Sermon Points, Quotes, and Application

  1. Zacchaeus Strives to See Jesus

    What accounts for Zacchaeus’s seeking of Jesus? The man named Zacchaeus, wasn't first seeking Jesus somehow because he had turned some sort of existential, rationalistic, spiritual corner, rather what we’ll see is that Jesus was in fact seeking him. And this is true of all who have been or who ever will be saved. The reality is that God had been the one working in Zaccheaus's heart already, in some manner, to give him - among all the people in the crowd – he gives Zacchaeus an earnest desire, we might even say an irresistible desire to see Jesus. He must see Jesus.

    What was it that first made you "seek" Jesus?

    Are there others around you whom you know who are "seeking" to see Jesus? How might you interact with them?

  2. Jesus Finds Those Who are Lost

    Zachaeus had to get to Jesus but you don't hear him yelling out loud like you do the blind man. He’s not crying out, “Have mercy on me Son of David!” Rather what we are told in this story is that Jesus looks up into the tree, for some reason, and Jesus calls Zacchaeus by name. Now consider that for a moment. How does Jesus know who this man is? He could have just pointed at him and said “hey you, get out of the tree.” Rather, Jesus called him by name. He knows him. He already knows his story. He already knows all about him. He knows his joys. He knows his fears. He knows his sorrows. He knows his doubts. He knows the depth of sin in his heart. He knows him.

    Jesus found Zacchaeus. What to everyone’s surprise and shock, amid all the hindrances that seemed like roadblocks to Zacchaeus’s heart, Jesus found the lost man. Zacchaeus, the wee little man, was a sinner – a really bad one – and really just like you and me…. He was spiritually blind and lost, but Jesus looked upon him with redeeming love and purposeful pursuit.

    What is it that Jesus has been saying throughout our time in Luke?

    “And Jesus answered them, “Those who are well have no need of a physician, but those who are sick. I have not come to call the righteous but sinners to repentance.”” (Luke 5:31–32 ESV)

    ““What man of you, having a hundred sheep, if he has lost one of them, does not leave the ninety-nine in the open country, and go after the one that is lost, until he finds it? And when he has found it, he lays it on his shoulders, rejoicing.” (Luke 15:4–5 ESV)

    “For the Son of Man came to seek and to save the lost.”” (Luke 19:10 ESV)

    The whole purpose of the Son of God, becoming flesh, being the Son of Man, coming to earth and living was to find and save people just like Zacchaeus, people like you and me.

    The result of Jesus’ purposeful pursuit of Zacchaeus? Salvation. Something comes alive inside of Zacchaeus. He scrambles down the tree and receives him into his house with joy.

    How does the thought of Jesus "knowing your name" affect the way you view him? Do you feel hindered in feeling the awe and intimacy of that?
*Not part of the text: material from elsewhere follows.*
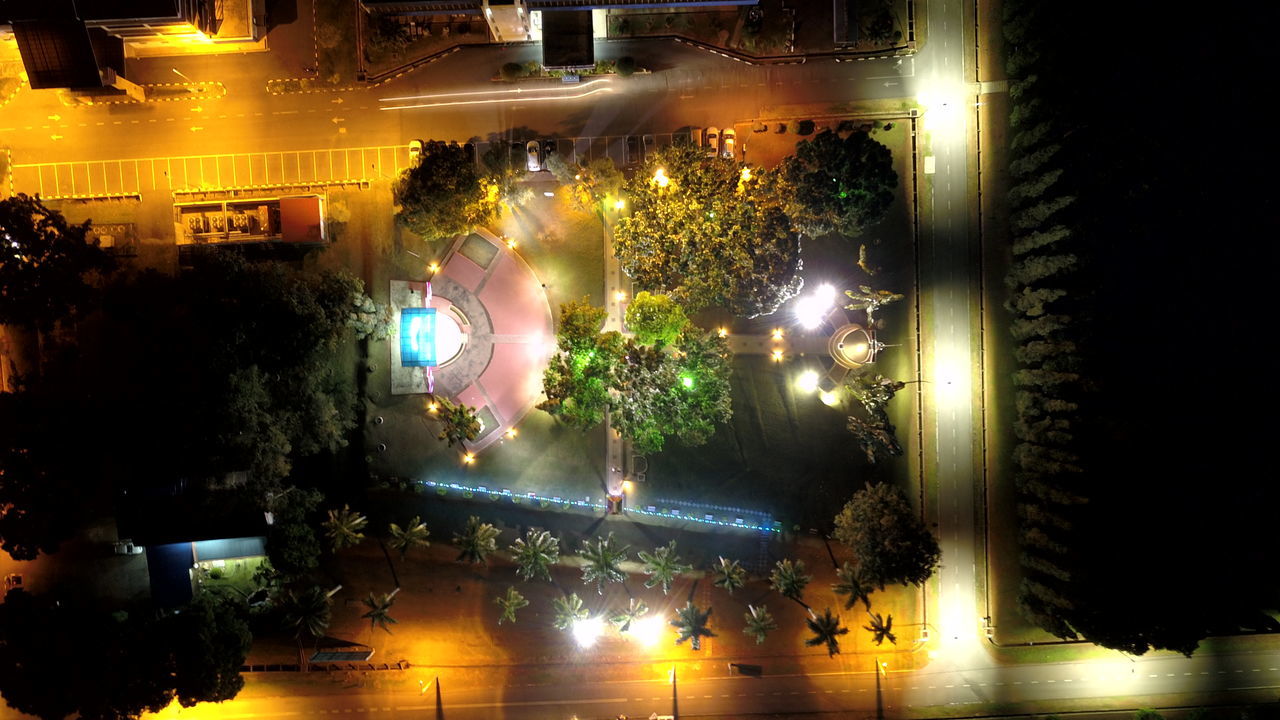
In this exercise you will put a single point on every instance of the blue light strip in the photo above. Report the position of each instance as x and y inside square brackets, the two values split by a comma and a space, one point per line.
[766, 527]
Or does it cause you to be in wonder? How might this truth inform your affections for Christ?

    What was your condition before you knew Jesus? How does "Jesus seeking you first, loving you first" while you were still lost land on you? Again, hindered to be in wonder of that truth or worshipful? How might this truth inform your affections for Christ?

  3. Jesus Changes Those Whom He Finds

    What we see in this story is the evidence of a new affection in Zacchaeus’ heart. This man who had at one time become rich through some evil, self-saturated, dishonest ways, now breaks out into a life that all of a sudden wants to follow Christ and even give away the stuff that used to hold his heart.

    This kind of change is impossible with man. But with God…oh yeah…absolutely possible! Conversion is a miracle. Unexplainable ultimately. Only the action of God in a person’s life. And when God acts in a person’s life to convert them, it is very observable.

    Consider your affections...where do they lie? How will you assess your affections toward Jesus? Have you had your heart changed toward Jesus? Have you found him to be your treasure?

    How will you respond to God's word this week?